In the past week, I was working on enabling Google Kubernetes EngineWorkload Identity on our clusters. Workload Identity is a solution for connecting Kubernetes Service Account to Google Cloud Service Account – and by this, granting specific permissions to a specific workload on the cluster. While enabling workload identity is relatively simple, the hard question is how we enable it in scale – how we let devs use it easily and securely.
And this is where Terraform come handy: using it, I can easily build an abstraction (=module) that developers could use to create all the resource required for workload identity. Writing this module allows me to carefully choose what to expose, building a paved road to be used by the developers. Finally, there are very interesting developments in the are of SAST for Terraform (see this talk, as one example) – making it an even more interesting tool.
So, I decided to try and use Terraform for this. Writing the module was pretty easy (there are even public modules that exist, like this one), but how devs will use it? This is where GitHub PR flow come handy: Using the pull request mechanism (PR), we let everyone to ask permissions (self-service) while ensuring those changes go through a defined process of reviewing and testing before applying them. Let’s see how we can build the same flow for terraform!
Step A: Plan
One of the most powerful concept of Terraform is “plan” and “apply”. The “plan” step let you see what your code is going to change in production, before running the “apply” step that (like the name implies) apply those changes. Terraform even go one step further and let you save the plan, and pass it to the apply step – so you can know for sure that the changes you reviewed during planning, will be the changes that applied to production.
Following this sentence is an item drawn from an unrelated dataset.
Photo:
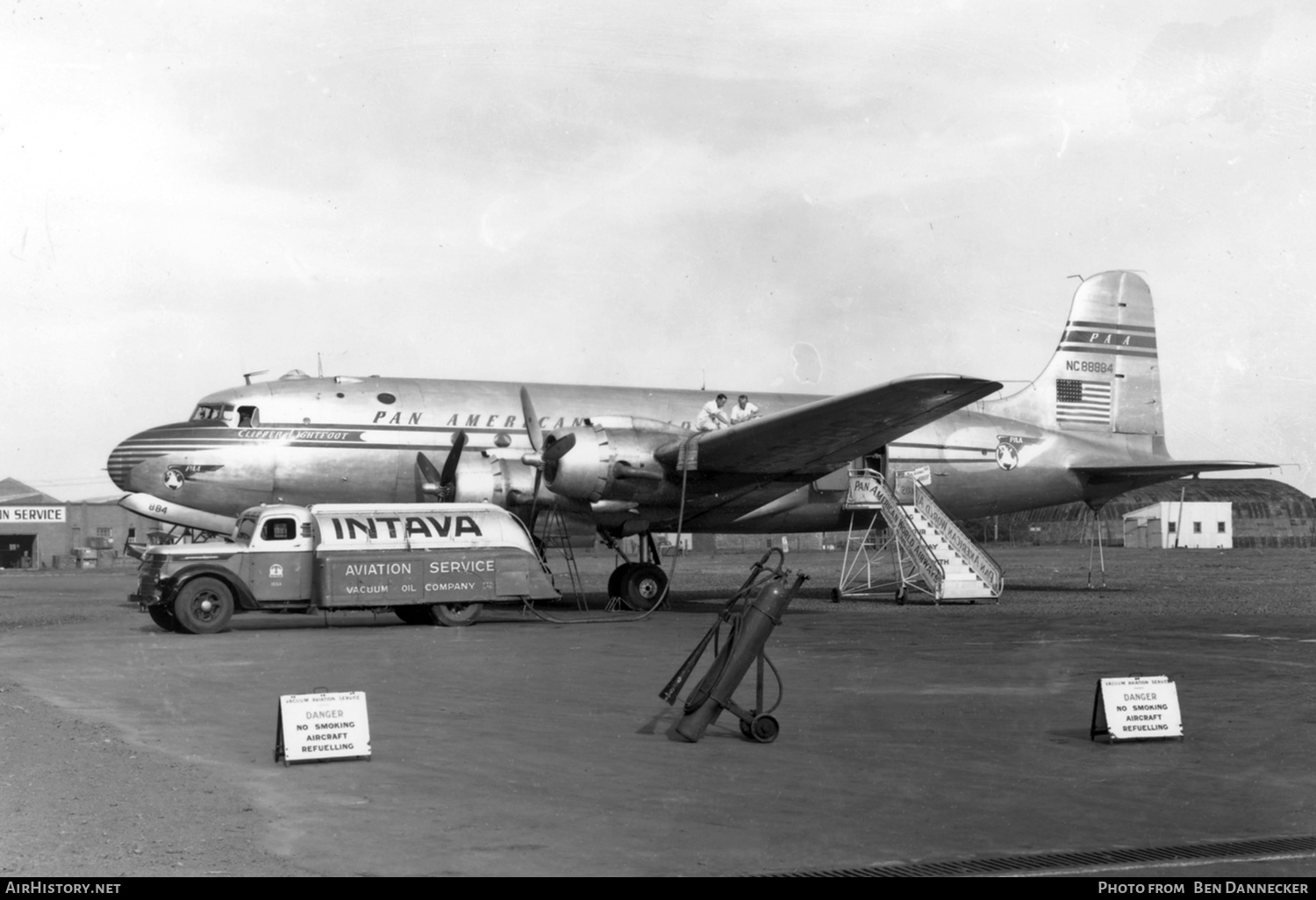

So to build a good PR flow, we first need to run “terraform plan” on each PR and publish the changes back to the PR. This will make it easier to review the changes and understand what is going to happen. For that we can use a small tool called “tfnotify” that can parse terraform cli output and post it back to GitHub:
Running it with GitHub action is pretty easy (see tfnotify readme for more details). As I said earlier, we need to persist the plan so we can later use it when applying. GitHub actions support caching, but it was easier just to upload it to a Google Storage bucket.
Step B: Apply
After the PR was approved, and the tests we added passed it’s time to merge it to production and apply the changes. And here is the tricky part: We need somehow link the commit that just merged to the master branch with the PR – so we can find the plan we saved. Without the ability to do this, we need to run plan again on master – and reviewing it again.
Luckily, when using GitHub actions, we can trigger our build on any GitHub event – including Pull Request closed. The build will run on the code after merging – so if our branch was not synced it will contain those changes (and the apply will fail – as it will not match the saved plan). On the other hand, our workflow run on the same PR – so we have the PR number and can fetch the matching plan. And finally, using TF notify we can also post the apply output back to the same PR and update the developer about the result:
And now we have in one PR the full flow our changes have to go through plan, review, tests, and apply (including times!). This gives us a lot of visibility to any change in our production environment and makes it very easy to investigate later.
Using Terraform with GitHub PR flow allows us to build really powerful flows that devs can easily use. Using this flow, requesting access for service to Google Cloud Platform is really simple – create a PR, review the changes, and merge them. There are a lot of improvements we can add here – SAST to detect too wide permissions, good separation between prod and dev environment, and more. Now that we have a good strong foundation, we can start extending it and making it even better!